L'arresto è maturato nell'ambito di un'attività di controllo del territorio finalizzata al contrasto dello spaccio di droga. Secondo quanto ricostruito dagli investigatori, da alcuni giorni i militari stavano monitorando un terreno isolato, ritenuto di interesse per alcuni movimenti sospetti osservati nella zona.

Nel corso dei servizi di osservazione, i carabinieri avrebbero sorpreso il proprietario del fondo mentre si prendeva cura di nove piante di cannabis indica, coltivate in un'area appartata e occultata alla vista. Le piante, secondo quanto riferito, avevano raggiunto un'altezza superiore ai due metri ed erano ormai prossime alla raccolta.

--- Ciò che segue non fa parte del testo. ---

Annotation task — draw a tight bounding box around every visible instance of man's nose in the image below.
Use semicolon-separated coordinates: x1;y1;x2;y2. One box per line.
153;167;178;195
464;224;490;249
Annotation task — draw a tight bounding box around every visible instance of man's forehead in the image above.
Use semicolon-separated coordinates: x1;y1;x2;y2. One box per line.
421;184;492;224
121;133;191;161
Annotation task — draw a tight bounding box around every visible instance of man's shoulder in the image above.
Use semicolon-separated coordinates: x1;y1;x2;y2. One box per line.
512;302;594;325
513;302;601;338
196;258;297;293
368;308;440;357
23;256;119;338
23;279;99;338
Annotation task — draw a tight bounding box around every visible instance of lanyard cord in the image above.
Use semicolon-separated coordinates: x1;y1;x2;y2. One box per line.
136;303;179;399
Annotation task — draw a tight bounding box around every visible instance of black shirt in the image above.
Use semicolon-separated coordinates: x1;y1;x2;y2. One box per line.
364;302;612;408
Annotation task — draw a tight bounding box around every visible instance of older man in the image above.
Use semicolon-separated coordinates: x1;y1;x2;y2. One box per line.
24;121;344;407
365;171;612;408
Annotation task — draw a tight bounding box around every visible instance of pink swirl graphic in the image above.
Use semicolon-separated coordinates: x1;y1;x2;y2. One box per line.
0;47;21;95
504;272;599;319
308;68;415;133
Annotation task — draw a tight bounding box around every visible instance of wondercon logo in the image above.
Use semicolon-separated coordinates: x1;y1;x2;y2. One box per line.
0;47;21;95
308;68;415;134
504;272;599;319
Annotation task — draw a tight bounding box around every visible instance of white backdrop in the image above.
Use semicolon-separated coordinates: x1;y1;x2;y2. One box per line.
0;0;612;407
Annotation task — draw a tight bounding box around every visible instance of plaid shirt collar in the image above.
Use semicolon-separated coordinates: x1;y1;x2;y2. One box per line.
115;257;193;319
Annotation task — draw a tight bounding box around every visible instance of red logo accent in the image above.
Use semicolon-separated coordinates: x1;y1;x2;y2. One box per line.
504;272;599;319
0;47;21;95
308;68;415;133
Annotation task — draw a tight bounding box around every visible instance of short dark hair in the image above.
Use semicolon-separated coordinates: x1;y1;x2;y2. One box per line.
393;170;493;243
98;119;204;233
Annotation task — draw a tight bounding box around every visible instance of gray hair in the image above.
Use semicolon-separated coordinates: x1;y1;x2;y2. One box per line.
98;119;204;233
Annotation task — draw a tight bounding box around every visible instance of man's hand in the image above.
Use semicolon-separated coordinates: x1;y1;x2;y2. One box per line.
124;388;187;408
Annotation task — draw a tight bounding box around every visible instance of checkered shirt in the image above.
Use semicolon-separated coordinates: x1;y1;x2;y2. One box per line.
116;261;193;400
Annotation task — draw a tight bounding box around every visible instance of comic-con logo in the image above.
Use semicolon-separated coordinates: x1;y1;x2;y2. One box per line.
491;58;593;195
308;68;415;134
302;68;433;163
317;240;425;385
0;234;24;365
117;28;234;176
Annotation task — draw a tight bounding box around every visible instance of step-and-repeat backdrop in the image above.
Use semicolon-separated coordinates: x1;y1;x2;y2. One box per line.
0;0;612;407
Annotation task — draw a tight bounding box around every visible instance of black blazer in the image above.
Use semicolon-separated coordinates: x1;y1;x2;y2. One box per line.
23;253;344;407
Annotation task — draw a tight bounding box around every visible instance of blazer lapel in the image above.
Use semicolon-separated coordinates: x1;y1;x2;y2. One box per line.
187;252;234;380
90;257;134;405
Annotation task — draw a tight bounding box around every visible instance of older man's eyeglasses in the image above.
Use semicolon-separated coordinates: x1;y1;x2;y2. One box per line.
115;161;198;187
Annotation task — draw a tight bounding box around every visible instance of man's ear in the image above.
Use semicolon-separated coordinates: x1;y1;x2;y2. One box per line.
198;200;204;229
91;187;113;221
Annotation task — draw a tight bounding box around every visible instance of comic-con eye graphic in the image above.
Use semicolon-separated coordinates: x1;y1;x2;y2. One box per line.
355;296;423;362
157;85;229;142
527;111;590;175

La successiva perquisizione dell'appezzamento e di un casolare nella disponibilità dell'indagato avrebbe consentito di rinvenire anche circa 100 grammi di marijuana già essiccata, un bilancino elettronico e altro materiale ritenuto utile al confezionamento delle singole dosi.

Su disposizione del pubblico ministero di turno, il 66enne è stato posto agli arresti domiciliari, dove resta a disposizione dell'autorità giudiziaria.

La Procura di Castrovillari ricorda che il procedimento si trova nella fase delle indagini preliminari e che, in base al principio di presunzione di innocenza, la posizione dell'indagato sarà valutata dal giudice nelle successive fasi del procedimento.